Handling huge volumes of data on a daily basis is a task that most organizations have to deal with. Such organizations have been storing huge volumes of data for decades, but now with the availability of new techniques for analyzing those huge data sets, organizations seek to improve their operational efficiency. Data sets today aren't merely larger than the older data sets, but also significantly more complex, for example, unstructured and semi-structured data generated by sensors, web logs, social media, mobile communication, and customer service records.
There are many software frameworks to store and analyze large volumes of data in a massively parallel scale. Apache Hadoop is an example and often cited in many journals, publications, blogs, and other technical articles for massively parallel processing system. It is now known to be the de-facto technology platform for supporting storage of massive amounts of heterogeneous data and processing them.
The Hadoop Distributed File System (HDFS) for data storage and its specialized distributed programming model ‘MapReduce’ for data processing, across relatively inexpensive commodity hardware, may be leveraged for mixing and matching data from many disparate sources and reveal meaningful insights.
However, Hadoop as a technology has several limitations. First, organizations are interested in ‘interactive analytics’, a solution requiring faster time-to-insight when compared to the time it takes for a MapReduce job to execute and provide the required results. Second, the ability to enable analysts and data scientists to directly interact with any data stored in Hadoop, using their existing business intelligence (BI) tools and skills through a well-accepted SQL interface. Apache Hive, however, facilitates querying the data using an SQL-like language called HiveQL, but it is much slower than what the industry demands in terms of interactive querying.

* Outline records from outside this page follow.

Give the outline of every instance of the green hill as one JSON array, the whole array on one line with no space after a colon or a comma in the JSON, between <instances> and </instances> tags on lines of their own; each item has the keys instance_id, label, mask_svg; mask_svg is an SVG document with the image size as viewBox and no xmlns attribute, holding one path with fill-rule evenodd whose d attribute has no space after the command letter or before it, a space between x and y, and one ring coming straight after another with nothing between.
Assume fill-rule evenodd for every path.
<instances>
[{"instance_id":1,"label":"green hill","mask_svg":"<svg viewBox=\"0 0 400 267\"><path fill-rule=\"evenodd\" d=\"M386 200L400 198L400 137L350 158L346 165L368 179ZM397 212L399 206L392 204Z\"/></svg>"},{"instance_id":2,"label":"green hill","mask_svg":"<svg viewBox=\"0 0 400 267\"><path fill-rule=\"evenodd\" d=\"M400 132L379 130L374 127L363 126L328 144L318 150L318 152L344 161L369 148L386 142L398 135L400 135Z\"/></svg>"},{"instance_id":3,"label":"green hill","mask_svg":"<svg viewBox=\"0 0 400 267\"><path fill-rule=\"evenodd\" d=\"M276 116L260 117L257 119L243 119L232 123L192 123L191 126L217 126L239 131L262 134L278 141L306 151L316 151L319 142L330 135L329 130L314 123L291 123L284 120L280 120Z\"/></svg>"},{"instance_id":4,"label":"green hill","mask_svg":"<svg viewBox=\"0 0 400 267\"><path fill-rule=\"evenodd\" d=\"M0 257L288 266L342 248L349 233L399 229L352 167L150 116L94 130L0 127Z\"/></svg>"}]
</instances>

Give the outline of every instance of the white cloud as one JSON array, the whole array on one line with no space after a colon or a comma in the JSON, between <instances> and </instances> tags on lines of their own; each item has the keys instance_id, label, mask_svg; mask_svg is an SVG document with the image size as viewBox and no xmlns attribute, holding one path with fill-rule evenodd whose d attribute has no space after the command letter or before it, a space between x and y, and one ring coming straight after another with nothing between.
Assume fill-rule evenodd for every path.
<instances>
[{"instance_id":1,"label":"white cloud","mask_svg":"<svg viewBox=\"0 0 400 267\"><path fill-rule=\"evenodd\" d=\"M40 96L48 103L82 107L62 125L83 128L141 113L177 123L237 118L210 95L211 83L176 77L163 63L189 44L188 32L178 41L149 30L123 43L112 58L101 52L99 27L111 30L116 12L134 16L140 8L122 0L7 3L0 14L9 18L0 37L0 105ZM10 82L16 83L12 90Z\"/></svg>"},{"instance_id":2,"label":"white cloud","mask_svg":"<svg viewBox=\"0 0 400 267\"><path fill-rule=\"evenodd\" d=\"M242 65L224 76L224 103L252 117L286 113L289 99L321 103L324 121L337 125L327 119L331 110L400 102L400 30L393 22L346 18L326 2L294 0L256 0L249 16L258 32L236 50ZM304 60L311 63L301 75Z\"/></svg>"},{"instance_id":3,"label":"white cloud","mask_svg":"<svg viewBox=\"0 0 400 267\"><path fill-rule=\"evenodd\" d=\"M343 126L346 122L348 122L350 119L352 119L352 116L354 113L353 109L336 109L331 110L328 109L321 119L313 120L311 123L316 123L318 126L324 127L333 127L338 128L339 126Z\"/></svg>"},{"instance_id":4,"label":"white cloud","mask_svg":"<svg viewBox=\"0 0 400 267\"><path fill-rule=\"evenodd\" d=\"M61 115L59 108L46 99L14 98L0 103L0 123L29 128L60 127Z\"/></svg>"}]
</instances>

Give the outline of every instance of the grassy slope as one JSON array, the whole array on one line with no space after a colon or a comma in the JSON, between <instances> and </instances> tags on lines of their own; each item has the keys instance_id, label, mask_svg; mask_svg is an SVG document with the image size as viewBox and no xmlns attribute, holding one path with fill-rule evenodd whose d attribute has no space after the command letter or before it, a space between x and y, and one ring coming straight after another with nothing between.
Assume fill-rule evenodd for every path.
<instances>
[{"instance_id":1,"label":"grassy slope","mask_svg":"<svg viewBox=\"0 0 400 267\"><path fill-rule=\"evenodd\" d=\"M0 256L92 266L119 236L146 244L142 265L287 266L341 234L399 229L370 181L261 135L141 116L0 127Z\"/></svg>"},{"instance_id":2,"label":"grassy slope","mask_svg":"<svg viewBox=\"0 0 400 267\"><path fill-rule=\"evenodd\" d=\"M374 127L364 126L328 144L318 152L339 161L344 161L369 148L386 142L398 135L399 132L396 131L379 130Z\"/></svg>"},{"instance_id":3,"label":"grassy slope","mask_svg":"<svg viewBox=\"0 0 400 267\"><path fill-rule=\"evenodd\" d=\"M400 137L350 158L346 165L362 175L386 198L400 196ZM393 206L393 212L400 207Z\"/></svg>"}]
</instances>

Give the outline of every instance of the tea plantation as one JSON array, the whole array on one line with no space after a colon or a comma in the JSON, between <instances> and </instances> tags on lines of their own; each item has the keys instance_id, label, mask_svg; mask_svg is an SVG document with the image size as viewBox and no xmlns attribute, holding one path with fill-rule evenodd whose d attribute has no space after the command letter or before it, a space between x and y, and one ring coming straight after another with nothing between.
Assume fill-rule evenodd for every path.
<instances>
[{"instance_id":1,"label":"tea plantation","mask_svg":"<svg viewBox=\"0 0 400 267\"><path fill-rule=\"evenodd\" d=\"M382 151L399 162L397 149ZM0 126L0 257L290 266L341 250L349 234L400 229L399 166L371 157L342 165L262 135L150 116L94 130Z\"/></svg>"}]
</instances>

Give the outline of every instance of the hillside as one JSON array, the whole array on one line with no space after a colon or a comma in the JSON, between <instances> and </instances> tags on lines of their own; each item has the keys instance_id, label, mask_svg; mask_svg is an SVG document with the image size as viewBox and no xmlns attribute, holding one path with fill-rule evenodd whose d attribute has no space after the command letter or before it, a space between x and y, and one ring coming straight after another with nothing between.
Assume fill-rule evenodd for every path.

There are several massively parallel query processing (MPQP) tools available in the market that enable organizations to perform interactive SQL-like querying on massive data-sets on the Hadoop platform, called SQL-on-Hadoop tools. However, each of these tools is optimized to perform efficiently for a certain class of queries only, operating on a certain known data type and format on a well-defined hardware and software configuration. The data model and the storage model have to be optimized significantly in order to obtain faster query response times.
To add to the problem, the technological landscape of massively parallel query processing frameworks is large and it becomes increasingly difficult for organizations to evaluate each of these tools for the different kinds of queries they have for processing, operating on varying data-sets, (for example, queries from marketing, analysts, engineers, and senior management).